So over the last few weeks I’ve made some more improvements to the overall system, and built up a totally new channel with a few changes. Thought I would discuss what I’ve done and learned here.
I really wasn’t happy with the videos, they seemed a bit “empty”. With a bit of work, I was able to modify the encoding to include a multi-layer approach. Now each “slide” contains, bottom to top:
- A static zoomed + blurred + darkened version of the image to 100% screen coverage
- The slow zoom-in of the image
- The overlay caption
Without that background I was seeing some strange artifacts where the zoomed image wouldn’t increase in size, except behind the text. I’m pretty sure it’s an internal moviepy bug, but this was an easy way to fix it that led to a better video anyway.
Now that the system was mostly working, I decided to copy-paste it into a slightly new format. Behold:
This channel uses much of the same technology with a few changes:
- ChatGPT generally chooses a topic itself. I simply give it a theme of “fable”, “dream”, “nightmare”, “myth”, etc and let it do the rest.
- All of the imagery is generated with DALL-E, OpenAI’s image generation system.
- Some encoding tweaks to cross-fade between slides. Given the “dream” nature of the channel, that just seemed more appropriate.
It took a bit of tweaking, but it’s starting to generate some truly impressive stuff. I was really impressed with this one:
Prior to this weekend, I was running everything on a Raspberry Pi. It was OK, but had a lot of problems.
- the MicroSD Storage was pretty slow.
- A 55s video took about an hour to encode.

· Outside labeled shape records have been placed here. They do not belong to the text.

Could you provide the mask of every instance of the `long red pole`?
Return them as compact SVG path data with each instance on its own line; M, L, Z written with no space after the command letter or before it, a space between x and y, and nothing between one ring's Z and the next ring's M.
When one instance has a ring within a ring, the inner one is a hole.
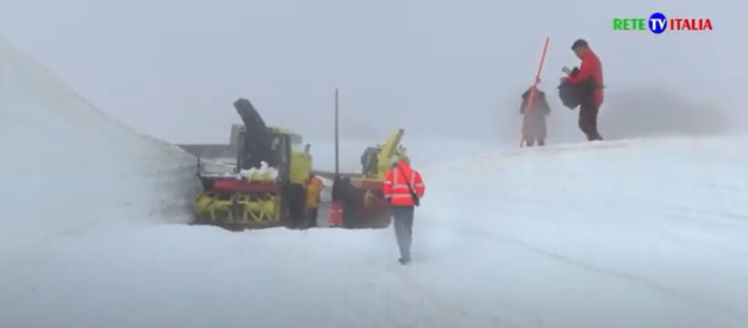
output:
M545 44L543 46L543 54L540 55L540 64L537 66L537 73L535 73L535 78L533 81L533 87L530 88L530 98L527 99L527 106L525 108L525 115L523 116L522 119L522 136L519 140L519 147L522 148L525 143L525 120L527 119L527 114L530 114L530 111L533 110L533 105L535 105L535 87L537 84L540 82L540 72L543 70L543 62L545 61L545 52L548 50L548 42L550 42L550 37L545 37Z

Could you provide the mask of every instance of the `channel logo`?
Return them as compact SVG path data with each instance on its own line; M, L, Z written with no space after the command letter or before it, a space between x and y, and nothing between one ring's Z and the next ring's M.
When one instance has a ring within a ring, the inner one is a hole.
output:
M613 18L614 31L647 31L662 34L665 31L711 31L712 20L709 18L668 18L664 14L656 12L649 18Z

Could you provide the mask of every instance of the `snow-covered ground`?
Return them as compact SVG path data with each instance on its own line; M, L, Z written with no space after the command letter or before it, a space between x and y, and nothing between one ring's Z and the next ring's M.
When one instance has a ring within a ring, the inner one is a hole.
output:
M437 150L411 152L427 195L401 267L391 230L174 224L193 158L3 45L0 78L0 145L18 155L0 162L0 327L748 323L748 138L471 155L406 137Z

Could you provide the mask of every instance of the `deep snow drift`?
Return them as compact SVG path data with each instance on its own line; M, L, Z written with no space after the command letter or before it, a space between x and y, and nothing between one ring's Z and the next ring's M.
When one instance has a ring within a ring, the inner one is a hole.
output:
M0 149L3 243L189 220L192 156L99 111L2 40Z
M748 322L746 138L494 150L422 167L414 262L400 267L391 230L163 224L184 220L191 157L5 46L0 65L0 139L18 155L2 162L0 327Z

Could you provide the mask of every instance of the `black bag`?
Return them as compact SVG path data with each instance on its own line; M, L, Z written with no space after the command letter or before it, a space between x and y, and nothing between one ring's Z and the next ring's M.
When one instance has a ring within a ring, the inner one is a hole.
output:
M405 183L408 185L408 190L410 190L410 197L413 198L413 205L421 206L421 200L419 200L418 194L416 194L416 192L413 191L413 187L410 187L410 181L408 179L408 177L405 176L405 172L402 170L402 168L400 168L399 165L398 169L400 169L400 173L402 173L402 178L405 179Z

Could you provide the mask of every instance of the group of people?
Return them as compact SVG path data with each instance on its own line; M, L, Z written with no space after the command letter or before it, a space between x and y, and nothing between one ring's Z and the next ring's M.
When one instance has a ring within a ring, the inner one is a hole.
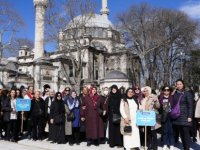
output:
M31 100L28 112L16 111L17 98ZM116 85L83 87L80 95L66 87L56 92L49 85L44 92L27 89L1 89L0 138L16 142L21 138L47 140L69 145L86 141L108 143L110 147L140 149L145 146L144 126L137 126L137 111L154 111L155 126L147 127L147 147L157 150L157 132L161 131L163 149L173 150L179 136L183 149L189 150L191 137L196 142L200 134L200 98L186 90L183 80L176 81L175 89L164 86L160 94L149 87L128 88L121 93ZM23 126L22 126L23 125ZM25 132L26 131L26 132ZM200 137L200 136L199 136Z

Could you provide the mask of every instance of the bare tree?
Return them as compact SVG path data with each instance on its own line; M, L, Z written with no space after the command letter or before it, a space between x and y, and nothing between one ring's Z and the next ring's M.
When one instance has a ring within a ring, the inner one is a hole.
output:
M10 46L17 37L15 36L22 27L24 22L21 16L14 11L12 5L6 1L0 1L0 57L2 58L3 50L13 52ZM16 49L15 49L16 50Z
M85 55L86 25L94 15L96 3L92 0L62 0L59 5L59 10L57 10L55 0L50 1L47 11L47 37L52 42L59 40L60 45L57 45L57 48L71 60L74 69L73 79L69 77L64 64L62 65L63 74L68 82L79 91Z
M147 4L131 6L118 18L127 32L127 45L141 59L143 85L172 83L180 51L194 46L197 23L180 11Z

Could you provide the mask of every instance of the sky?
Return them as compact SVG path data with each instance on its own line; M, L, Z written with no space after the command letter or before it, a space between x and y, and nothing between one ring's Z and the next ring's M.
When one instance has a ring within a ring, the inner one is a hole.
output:
M24 19L26 26L20 31L19 36L34 41L34 6L33 0L1 0L9 2ZM59 1L59 0L58 0ZM97 13L100 13L101 0L97 2ZM170 8L184 11L193 19L200 19L200 0L108 0L110 10L109 19L115 23L116 15L126 11L131 5L148 3L153 7ZM46 45L46 50L51 51L52 47Z

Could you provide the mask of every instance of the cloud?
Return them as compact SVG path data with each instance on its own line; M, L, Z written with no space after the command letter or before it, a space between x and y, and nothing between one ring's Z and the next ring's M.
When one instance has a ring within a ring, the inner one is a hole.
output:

- My Nagios & SMNP system kept throwing warnings as I was maxing out memory, and occasionally the encode would get oom_killed.
So I found a super-cheap microPC on Amazon: A CyberGeek Intel Quad-Core with 16G Ram for $129 on sale (Up a bit now). Comes with Ubuntu Linux pre-installed, and has been a HUGE upgrade. Shorts now encode in about 5 minutes, and I don’t have nearly as many compiler errors with outdated raspberry-pi distributions.

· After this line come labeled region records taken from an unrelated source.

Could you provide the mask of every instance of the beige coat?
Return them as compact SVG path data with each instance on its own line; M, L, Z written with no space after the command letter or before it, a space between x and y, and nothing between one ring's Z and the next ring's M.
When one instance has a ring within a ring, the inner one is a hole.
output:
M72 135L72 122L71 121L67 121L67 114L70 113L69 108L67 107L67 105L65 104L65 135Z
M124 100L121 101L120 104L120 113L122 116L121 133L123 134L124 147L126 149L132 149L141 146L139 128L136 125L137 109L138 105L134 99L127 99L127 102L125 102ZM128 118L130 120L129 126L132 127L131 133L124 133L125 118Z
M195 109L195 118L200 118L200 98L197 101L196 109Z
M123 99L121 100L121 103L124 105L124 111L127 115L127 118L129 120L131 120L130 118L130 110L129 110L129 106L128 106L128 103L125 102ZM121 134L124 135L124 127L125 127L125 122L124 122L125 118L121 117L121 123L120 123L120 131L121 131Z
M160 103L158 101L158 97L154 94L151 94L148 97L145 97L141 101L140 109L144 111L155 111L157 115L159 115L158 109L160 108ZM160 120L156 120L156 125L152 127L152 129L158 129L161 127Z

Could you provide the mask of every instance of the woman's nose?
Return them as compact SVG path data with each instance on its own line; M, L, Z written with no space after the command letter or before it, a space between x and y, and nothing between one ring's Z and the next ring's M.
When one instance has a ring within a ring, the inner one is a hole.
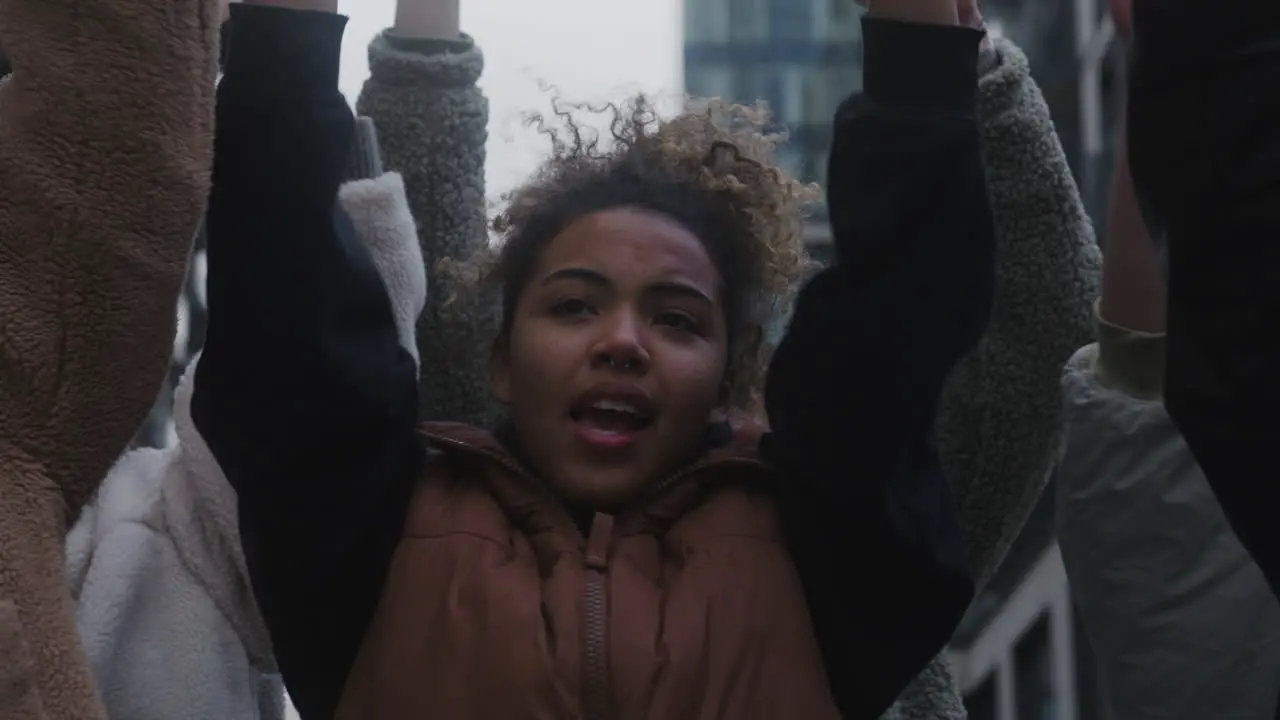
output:
M640 324L634 318L611 323L593 352L596 369L644 373L649 369L649 352L644 347Z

Previously, I was using YAKE to convert the script captions into search queries for images. That worked ok, but led to some really bizarre videos where the individual string lacked enough content. When the script used pronouns in a sentence like “It has several beautiful vistas”, YAKE had no idea what “it” meant so you wound up with really random results.

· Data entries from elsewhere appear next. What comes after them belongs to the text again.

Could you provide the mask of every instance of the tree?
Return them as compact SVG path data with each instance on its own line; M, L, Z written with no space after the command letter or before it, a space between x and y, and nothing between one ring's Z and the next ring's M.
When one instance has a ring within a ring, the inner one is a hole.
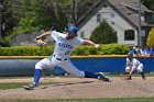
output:
M147 46L154 48L154 27L151 29L148 36L147 36Z
M148 9L154 10L154 0L142 0L142 3L145 4Z
M94 30L90 39L99 44L117 43L118 41L113 29L105 20Z

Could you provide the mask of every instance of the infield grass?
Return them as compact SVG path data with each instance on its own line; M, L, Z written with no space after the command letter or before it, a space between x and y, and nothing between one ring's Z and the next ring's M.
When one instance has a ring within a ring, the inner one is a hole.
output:
M1 100L0 102L154 102L154 98Z

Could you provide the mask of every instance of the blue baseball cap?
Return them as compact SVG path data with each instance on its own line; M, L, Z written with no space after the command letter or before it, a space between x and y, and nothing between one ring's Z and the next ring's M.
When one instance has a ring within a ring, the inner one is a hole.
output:
M70 25L68 27L68 32L74 33L74 34L77 34L77 27L75 25Z
M133 57L133 53L132 52L128 53L128 56Z

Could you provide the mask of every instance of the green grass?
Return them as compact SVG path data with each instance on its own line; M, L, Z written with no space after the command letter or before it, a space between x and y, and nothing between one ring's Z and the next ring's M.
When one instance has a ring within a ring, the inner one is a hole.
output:
M8 90L8 89L18 89L22 88L23 86L29 84L26 82L14 82L14 83L0 83L0 91ZM52 82L41 82L42 86L52 84Z
M0 102L154 102L154 98L6 100Z

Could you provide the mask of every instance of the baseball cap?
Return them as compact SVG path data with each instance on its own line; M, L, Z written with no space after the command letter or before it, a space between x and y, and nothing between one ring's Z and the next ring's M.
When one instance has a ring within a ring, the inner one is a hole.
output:
M133 53L132 52L128 53L128 56L133 57Z
M77 27L75 25L70 25L68 27L68 32L74 33L74 34L77 34Z

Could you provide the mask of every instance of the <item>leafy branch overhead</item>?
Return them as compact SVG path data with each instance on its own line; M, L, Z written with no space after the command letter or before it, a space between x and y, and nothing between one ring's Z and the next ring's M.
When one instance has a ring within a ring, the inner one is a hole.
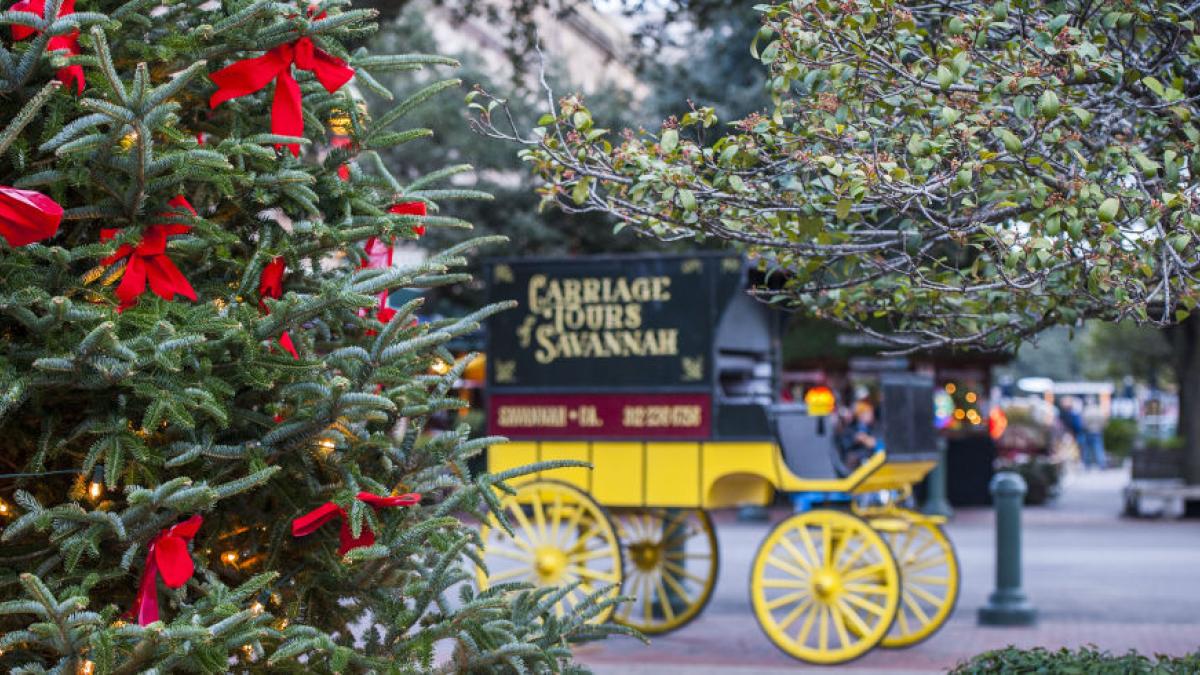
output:
M614 135L577 96L522 143L546 203L748 247L772 301L900 351L1000 348L1084 317L1169 324L1200 299L1189 167L1200 36L1170 2L763 5L769 110Z

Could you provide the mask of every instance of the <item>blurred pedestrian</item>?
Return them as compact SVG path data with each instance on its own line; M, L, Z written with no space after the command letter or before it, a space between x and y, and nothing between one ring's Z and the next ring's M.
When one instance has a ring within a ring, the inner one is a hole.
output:
M1097 401L1090 401L1080 414L1079 450L1084 456L1084 466L1088 468L1108 466L1104 456L1104 426L1108 422L1109 417Z

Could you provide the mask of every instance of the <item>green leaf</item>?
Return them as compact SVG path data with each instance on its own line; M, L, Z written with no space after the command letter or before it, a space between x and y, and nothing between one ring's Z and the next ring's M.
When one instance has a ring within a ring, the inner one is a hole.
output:
M846 216L850 215L850 208L851 207L853 207L853 203L850 199L847 199L845 197L842 197L841 199L839 199L838 201L838 209L835 211L838 214L838 220L846 220Z
M1043 91L1042 96L1038 97L1038 113L1045 119L1054 119L1058 117L1058 110L1061 108L1062 104L1058 103L1058 95L1050 89Z
M1117 217L1117 211L1121 210L1121 199L1116 197L1109 197L1108 199L1100 202L1100 208L1096 209L1096 217L1100 222L1112 222Z
M673 129L667 129L662 131L662 137L659 138L659 147L662 148L664 154L674 153L674 149L679 145L679 132Z
M1008 150L1009 153L1015 154L1021 151L1021 139L1018 138L1016 135L1013 133L1012 131L1001 127L997 129L994 133L996 135L996 138L1000 139L1001 144L1004 145L1004 149Z

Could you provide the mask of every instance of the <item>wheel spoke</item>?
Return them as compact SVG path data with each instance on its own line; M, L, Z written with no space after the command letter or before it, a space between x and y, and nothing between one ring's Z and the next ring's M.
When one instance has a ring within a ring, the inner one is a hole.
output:
M850 646L850 635L846 633L846 621L841 616L841 608L835 603L829 605L829 614L833 616L833 628L838 633L838 641L841 649Z
M763 589L806 589L806 579L763 579L758 583Z
M554 513L551 514L550 527L553 531L552 537L547 537L547 542L559 540L559 527L563 525L563 494L554 492Z
M858 537L856 537L856 538L858 538ZM869 542L866 542L865 539L863 539L862 543L860 543L860 545L857 549L854 549L854 552L852 552L850 555L850 558L846 560L845 562L841 562L841 563L838 565L838 571L839 572L845 572L845 571L850 569L856 562L858 562L858 558L863 557L863 554L865 554L866 550L870 549L870 548L871 548L871 544Z
M805 598L803 602L792 608L786 616L779 620L779 629L787 631L787 627L796 622L806 609L812 607L812 598Z
M617 583L617 573L616 572L612 572L612 573L598 572L595 569L588 569L587 567L580 567L577 565L569 565L566 567L566 569L571 574L577 574L578 577L582 577L582 578L586 578L586 579L595 579L596 581L604 581L606 584L616 584Z
M670 560L713 560L713 554L703 551L667 551L662 557Z
M667 623L674 623L674 609L671 608L671 598L667 597L667 590L662 586L662 575L659 575L655 581L655 587L658 589L659 604L662 607L662 614L667 616Z
M866 626L866 622L863 621L863 617L859 616L858 613L853 610L853 608L846 604L846 601L838 598L838 609L846 619L850 620L850 623L854 627L854 632L857 632L859 635L865 637L871 633L871 628Z
M589 562L589 561L593 561L593 560L596 560L596 558L607 557L610 555L612 555L612 551L610 551L607 548L604 548L604 549L592 549L590 551L584 550L584 551L580 551L580 552L568 554L566 561L568 562L574 562L576 565L580 565L580 563Z
M541 490L533 491L533 520L538 524L538 536L542 542L548 542L546 532L546 510L541 503Z
M583 518L583 504L576 504L574 513L566 519L566 527L562 530L562 539L557 542L560 546L566 548L566 544L570 543L570 533L575 532L575 528L578 527L580 519Z
M850 572L842 574L841 580L842 583L848 583L856 579L862 579L864 577L870 577L871 574L876 574L878 572L883 572L884 569L887 569L887 566L883 565L882 562L872 562L871 565L868 565L865 567L859 567L858 569L851 569Z
M671 590L674 591L677 596L682 597L689 605L692 604L691 593L683 587L683 584L667 573L666 569L659 571L659 574L662 577L662 580L667 583L667 586L671 586Z
M826 651L829 649L829 622L826 621L829 607L826 604L818 604L817 611L820 613L820 616L817 617L817 649Z
M800 632L796 635L797 644L806 645L809 643L809 635L812 633L812 623L816 621L817 614L821 613L821 607L817 603L809 603L812 611L808 613L804 617L804 623L800 623Z
M907 587L907 586L906 586ZM865 596L887 596L888 587L880 584L844 584L842 589L851 593Z
M896 613L896 622L900 625L900 634L907 635L912 631L908 629L908 609L905 607L900 608Z
M654 623L654 592L650 590L650 575L642 574L642 614L646 617L646 625L649 626Z
M529 543L530 544L541 543L535 539L536 532L534 531L533 525L529 524L529 519L526 518L524 508L520 503L514 501L509 510L511 510L512 515L516 516L517 522L521 525L521 530L524 532L526 538L529 540ZM516 537L514 537L514 539L516 539Z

With a bit of prompt engineering, I got ChatGPT to return a result array containing individual sentences and a recommended image search query. With that, results have improved significantly. It still sometimes does weird things, but the frequency of it has dropped significantly.
So this is where I could use some advice.. What next? I have 2 channels running: One procedural (travel) and one experimental (dreaming), 55s shorts multiple times a day completely automated. What do I do next?